Meu Tio Katarino
Não é verdade. Os homens não são todos iguais. Cresci até aos meus 10 anos
com um homem fantástico. O meu tio Katarino, passava grande parte do ano na
casa da aldeia, no sítio do santuário de Nossa Senhora de Fátima. Era uma casa
rodeada de árvores, as suas preferidas: Marmeleiros e Roseiras vermelhas que o
inspiravam e lhe transmitiam desejo e pecado.
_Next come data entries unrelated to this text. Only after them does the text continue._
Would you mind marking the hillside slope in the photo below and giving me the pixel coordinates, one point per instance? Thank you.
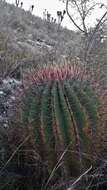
(29, 39)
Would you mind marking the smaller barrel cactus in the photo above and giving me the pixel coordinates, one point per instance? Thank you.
(62, 113)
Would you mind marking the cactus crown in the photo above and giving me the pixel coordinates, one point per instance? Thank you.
(62, 112)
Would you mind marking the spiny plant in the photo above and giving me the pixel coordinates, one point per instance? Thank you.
(61, 109)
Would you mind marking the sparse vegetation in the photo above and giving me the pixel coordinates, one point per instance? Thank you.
(56, 138)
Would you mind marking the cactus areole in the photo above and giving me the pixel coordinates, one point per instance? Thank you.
(62, 112)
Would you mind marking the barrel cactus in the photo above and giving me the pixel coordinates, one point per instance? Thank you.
(62, 112)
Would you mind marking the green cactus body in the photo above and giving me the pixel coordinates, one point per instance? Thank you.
(60, 114)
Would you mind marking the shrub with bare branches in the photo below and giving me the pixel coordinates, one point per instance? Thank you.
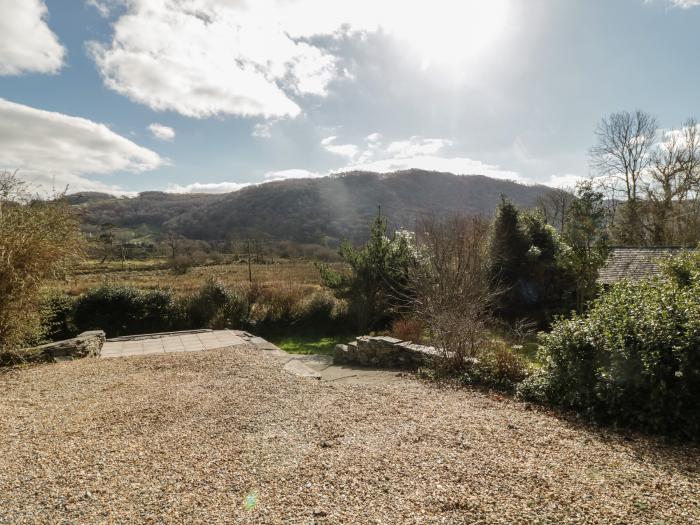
(453, 293)
(38, 239)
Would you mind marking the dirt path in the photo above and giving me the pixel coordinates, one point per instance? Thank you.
(227, 436)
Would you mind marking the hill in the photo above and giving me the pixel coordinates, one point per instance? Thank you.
(306, 210)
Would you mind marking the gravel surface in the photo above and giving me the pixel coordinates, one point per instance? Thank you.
(228, 437)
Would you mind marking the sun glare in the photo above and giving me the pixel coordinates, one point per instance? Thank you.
(453, 33)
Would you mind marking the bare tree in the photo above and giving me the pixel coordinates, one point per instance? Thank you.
(674, 180)
(451, 286)
(554, 206)
(623, 156)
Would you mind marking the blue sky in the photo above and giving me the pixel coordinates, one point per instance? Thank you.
(211, 95)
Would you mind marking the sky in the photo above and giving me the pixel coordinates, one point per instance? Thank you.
(213, 95)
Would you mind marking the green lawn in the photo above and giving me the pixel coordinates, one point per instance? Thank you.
(310, 344)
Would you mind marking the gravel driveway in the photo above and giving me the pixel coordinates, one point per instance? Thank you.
(225, 436)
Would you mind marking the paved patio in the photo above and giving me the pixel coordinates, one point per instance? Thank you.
(312, 366)
(173, 342)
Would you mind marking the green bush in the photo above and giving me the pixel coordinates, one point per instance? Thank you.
(206, 309)
(633, 360)
(57, 316)
(121, 310)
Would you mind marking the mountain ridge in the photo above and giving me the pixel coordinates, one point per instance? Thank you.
(306, 210)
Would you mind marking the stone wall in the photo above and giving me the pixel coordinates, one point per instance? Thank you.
(87, 344)
(383, 352)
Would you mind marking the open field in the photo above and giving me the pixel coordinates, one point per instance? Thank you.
(228, 437)
(154, 274)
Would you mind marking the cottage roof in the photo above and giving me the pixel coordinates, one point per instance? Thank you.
(634, 263)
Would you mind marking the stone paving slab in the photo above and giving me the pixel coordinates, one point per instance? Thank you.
(200, 340)
(178, 342)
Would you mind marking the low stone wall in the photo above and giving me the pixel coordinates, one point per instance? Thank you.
(87, 344)
(383, 352)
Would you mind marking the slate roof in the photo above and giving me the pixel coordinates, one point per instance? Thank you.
(634, 263)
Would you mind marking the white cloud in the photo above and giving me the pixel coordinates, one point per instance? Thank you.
(161, 132)
(263, 130)
(227, 187)
(417, 146)
(203, 58)
(207, 187)
(456, 165)
(273, 176)
(344, 150)
(55, 149)
(568, 180)
(27, 44)
(685, 4)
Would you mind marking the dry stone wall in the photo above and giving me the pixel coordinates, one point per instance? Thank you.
(383, 352)
(87, 344)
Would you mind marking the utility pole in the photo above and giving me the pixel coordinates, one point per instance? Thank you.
(250, 271)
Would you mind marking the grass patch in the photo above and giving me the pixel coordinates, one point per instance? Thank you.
(299, 344)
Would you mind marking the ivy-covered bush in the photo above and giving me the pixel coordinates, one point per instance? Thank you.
(121, 310)
(634, 359)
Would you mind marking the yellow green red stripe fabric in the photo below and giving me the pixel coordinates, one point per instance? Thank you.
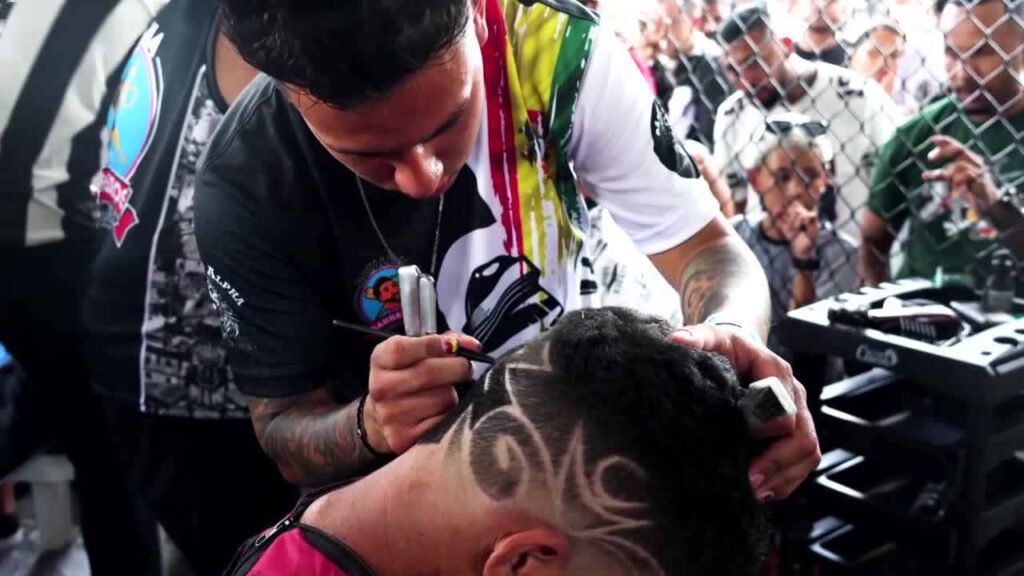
(535, 58)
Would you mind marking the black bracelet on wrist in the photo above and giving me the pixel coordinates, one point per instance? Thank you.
(360, 429)
(806, 263)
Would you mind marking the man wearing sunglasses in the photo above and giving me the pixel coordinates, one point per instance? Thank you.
(804, 256)
(770, 79)
(954, 170)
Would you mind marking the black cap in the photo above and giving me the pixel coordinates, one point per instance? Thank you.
(740, 21)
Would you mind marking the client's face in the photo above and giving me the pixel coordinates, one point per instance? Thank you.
(560, 508)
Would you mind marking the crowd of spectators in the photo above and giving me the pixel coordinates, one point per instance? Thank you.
(849, 141)
(832, 122)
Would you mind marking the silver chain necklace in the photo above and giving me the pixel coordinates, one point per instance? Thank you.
(380, 235)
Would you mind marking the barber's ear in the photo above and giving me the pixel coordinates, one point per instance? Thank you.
(480, 21)
(540, 551)
(786, 44)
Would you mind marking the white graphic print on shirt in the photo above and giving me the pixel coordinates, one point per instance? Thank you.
(183, 362)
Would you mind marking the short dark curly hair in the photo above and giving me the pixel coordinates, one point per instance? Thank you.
(611, 383)
(343, 52)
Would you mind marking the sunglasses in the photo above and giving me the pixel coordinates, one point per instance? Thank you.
(813, 128)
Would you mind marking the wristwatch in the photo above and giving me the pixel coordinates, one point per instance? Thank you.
(736, 323)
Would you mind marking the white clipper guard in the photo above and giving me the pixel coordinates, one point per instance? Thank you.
(766, 400)
(428, 304)
(409, 288)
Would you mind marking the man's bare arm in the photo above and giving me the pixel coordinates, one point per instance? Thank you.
(311, 438)
(716, 273)
(876, 242)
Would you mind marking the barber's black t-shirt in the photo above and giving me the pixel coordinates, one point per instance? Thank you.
(328, 262)
(290, 246)
(153, 332)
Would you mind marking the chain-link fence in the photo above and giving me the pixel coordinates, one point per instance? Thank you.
(852, 141)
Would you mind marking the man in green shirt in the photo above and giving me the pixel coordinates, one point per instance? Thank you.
(956, 168)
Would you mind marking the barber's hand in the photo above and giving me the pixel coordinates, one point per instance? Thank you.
(967, 174)
(791, 458)
(411, 387)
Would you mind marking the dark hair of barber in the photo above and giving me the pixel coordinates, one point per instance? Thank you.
(343, 52)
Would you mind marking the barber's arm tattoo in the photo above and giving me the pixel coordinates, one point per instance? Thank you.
(311, 438)
(725, 278)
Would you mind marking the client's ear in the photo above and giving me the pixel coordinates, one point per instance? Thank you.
(480, 21)
(539, 551)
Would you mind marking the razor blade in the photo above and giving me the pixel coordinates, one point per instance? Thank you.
(419, 301)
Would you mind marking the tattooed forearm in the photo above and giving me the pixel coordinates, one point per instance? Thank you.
(725, 277)
(311, 438)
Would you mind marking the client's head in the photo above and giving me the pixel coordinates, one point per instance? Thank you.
(599, 448)
(616, 450)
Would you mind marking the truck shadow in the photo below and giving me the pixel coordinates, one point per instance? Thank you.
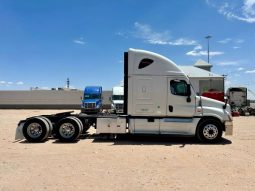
(154, 140)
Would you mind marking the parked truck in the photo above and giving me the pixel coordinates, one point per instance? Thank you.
(117, 99)
(92, 100)
(158, 99)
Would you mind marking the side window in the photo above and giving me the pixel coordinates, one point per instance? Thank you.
(179, 87)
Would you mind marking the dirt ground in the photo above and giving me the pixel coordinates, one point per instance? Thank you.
(127, 163)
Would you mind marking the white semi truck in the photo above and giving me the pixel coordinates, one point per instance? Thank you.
(158, 99)
(117, 99)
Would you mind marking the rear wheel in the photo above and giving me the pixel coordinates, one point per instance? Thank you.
(69, 129)
(209, 130)
(37, 129)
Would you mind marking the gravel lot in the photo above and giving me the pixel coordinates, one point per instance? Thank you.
(127, 163)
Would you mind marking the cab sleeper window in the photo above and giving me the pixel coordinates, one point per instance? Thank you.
(179, 87)
(145, 62)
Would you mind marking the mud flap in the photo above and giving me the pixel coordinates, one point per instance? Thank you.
(19, 132)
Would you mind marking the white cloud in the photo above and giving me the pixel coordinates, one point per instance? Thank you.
(79, 41)
(239, 41)
(19, 83)
(235, 9)
(250, 72)
(236, 47)
(225, 41)
(197, 51)
(227, 63)
(145, 32)
(4, 83)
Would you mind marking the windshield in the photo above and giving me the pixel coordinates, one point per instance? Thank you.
(92, 96)
(117, 97)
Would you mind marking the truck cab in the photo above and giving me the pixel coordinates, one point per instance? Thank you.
(117, 99)
(92, 99)
(159, 99)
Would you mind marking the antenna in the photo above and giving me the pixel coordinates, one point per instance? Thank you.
(67, 83)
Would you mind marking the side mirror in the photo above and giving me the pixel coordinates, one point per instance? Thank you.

Era uma casa muito engraçada,
tinha telhados de vidro, uma bruta lareira e potes onde fazia questão de mostrar
os seus dotes culinários, um grande salão que servia de biblioteca/ escritório
de reclusão para o jurisconsulto, meditação e escrita, 6 quartos todos com
janelinhas viradas para o Monte da Virgem onde se deliciava, todas as manhãs, a
ver a pastora Estrelinha a pastar o gado e a cantar a canção “Os teus olhos
castanhos”. O meu Tio era um historiador muito carinhoso, sonhador e também
solitário…imune à tentação do matrimônio. A sua paixão por mulheres e árvores
era prática… adorava passear as amigas que o visitavam amiúde, pela floresta e
jardim. Tanto que acabou por dar o nome de cada uma delas às árvores de
marmelos espalhadas pelo jardim a contrastar com as roseiras. Dizia ele que
achava uma beleza medonha… o cheiro da Terra a bosta, o cheiro dos marmelos maduros
e o cheiro das pétalas das rosas…levando-o a voar sem asas o pensamento. Foi
graças a ele que me tornei uma sobrinha viciada em marmelada e banhos em água
de rosas, coisa que me levou, nos meus períodos de maior lucidez, a tentar
escrever, precisamente, a história da vida dele misturando um resto da sua
sensatez colhida de hábitos antigos repletos de amor, amizade e gratidão, hoje
raros em quase todas as famílias. Hoje, já ninguém se dedica a apreciar árvores,
a acariciar, construir, planear, cuidar, ou, apenas, a gozar a beleza de um
jardim.O meu Tio Katarino para escapar às criticas da criadagem… sobre as suas loucuras saudáveis e arte de bem receber as amigas... sobre o seu hábito de acariciar e cheirar os marmelos, argumentava que o seu jardim era um lugar sagrado e que lhe dava uma inspiração maluca. Recordo a mesa de pedra redonda em frente ao lago coberto de pétalas que ornamentava o pátio que ele adorava…serviu para servir as refeições afrodisíacas às suas estimadas amigas.
Agora apeteceu-me sorrir…aos gemidos que algumas vezes ouvi no calor de Agosto – malvado – ele dizia-me que eram os vapores umedecendo a terra agradecida . Enfim, o meu Tio Katarino tinha uma filosofia de vida, uma ocupação da escrita, e uma dedicação às queridas amigas impopular aos olhos dos outros. Nobre e, por isso, impopular.